Sur l’enregistrement, j’ai entendu la voix de ma fille rire et dire que je devais réparer les freins de son vélo, mais que j’oubliais souvent et que je me faisais pardonner avec des crêpes.
En entendant la voix de ma fille pour la première fois depuis des années, j’ai compris quelque chose de terrible et de profond à la fois : la vie n’est jamais faite d’un seul responsable, d’une seule erreur, d’une seule vérité. Elle est faite de choix, de silences, d’amour et de regrets. Le pardon n’est jamais simple, et certaines vérités arrivent parfois bien plus tard.

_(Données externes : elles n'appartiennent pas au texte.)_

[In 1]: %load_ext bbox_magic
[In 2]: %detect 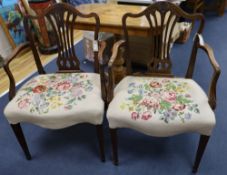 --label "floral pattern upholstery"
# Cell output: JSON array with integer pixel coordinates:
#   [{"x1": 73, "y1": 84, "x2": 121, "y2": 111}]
[
  {"x1": 5, "y1": 73, "x2": 104, "y2": 128},
  {"x1": 107, "y1": 76, "x2": 215, "y2": 136}
]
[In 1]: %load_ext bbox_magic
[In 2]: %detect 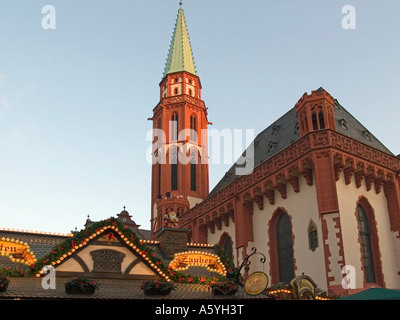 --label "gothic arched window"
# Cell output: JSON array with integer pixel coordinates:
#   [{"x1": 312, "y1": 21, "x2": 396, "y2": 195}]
[
  {"x1": 190, "y1": 151, "x2": 197, "y2": 191},
  {"x1": 357, "y1": 205, "x2": 376, "y2": 283},
  {"x1": 276, "y1": 213, "x2": 294, "y2": 283},
  {"x1": 171, "y1": 151, "x2": 178, "y2": 190},
  {"x1": 224, "y1": 237, "x2": 233, "y2": 260},
  {"x1": 170, "y1": 112, "x2": 179, "y2": 141},
  {"x1": 308, "y1": 220, "x2": 318, "y2": 251},
  {"x1": 190, "y1": 115, "x2": 198, "y2": 141}
]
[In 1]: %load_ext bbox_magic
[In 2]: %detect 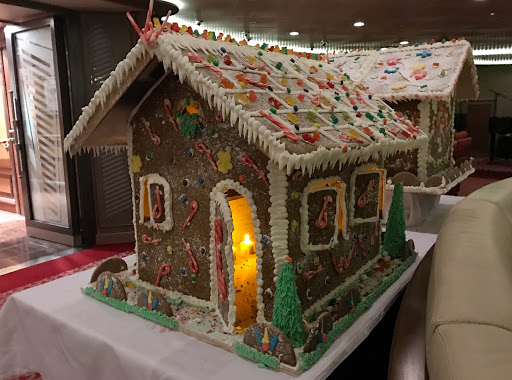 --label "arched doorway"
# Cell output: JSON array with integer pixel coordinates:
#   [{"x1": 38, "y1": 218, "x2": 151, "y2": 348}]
[{"x1": 210, "y1": 181, "x2": 262, "y2": 332}]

Le pardon n’est jamais simple
Ce soir-là, je n’ai pas crié, je n’ai pas chassé Lucas, je n’ai pas cherché de coupable. Je lui ai simplement dit qu’à partir de maintenant, il ne porterait plus rien tout seul.
Parce que dans une famille, on affronte les choses ensemble, même les plus difficiles.
J’ai compris aussi quelque chose d’essentiel : pardonner n’est pas une décision que l’on prend une seule fois. Parfois, c’est un choix que l’on doit refaire encore et encore, au fil des années, avec de nouvelles vérités, de nouvelles blessures et de nouvelles raisons d’aimer malgré tout.
Certaines pertes ne disparaissent jamais, mais avec le temps, on apprend simplement à continuer à vivre avec l’amour qui reste.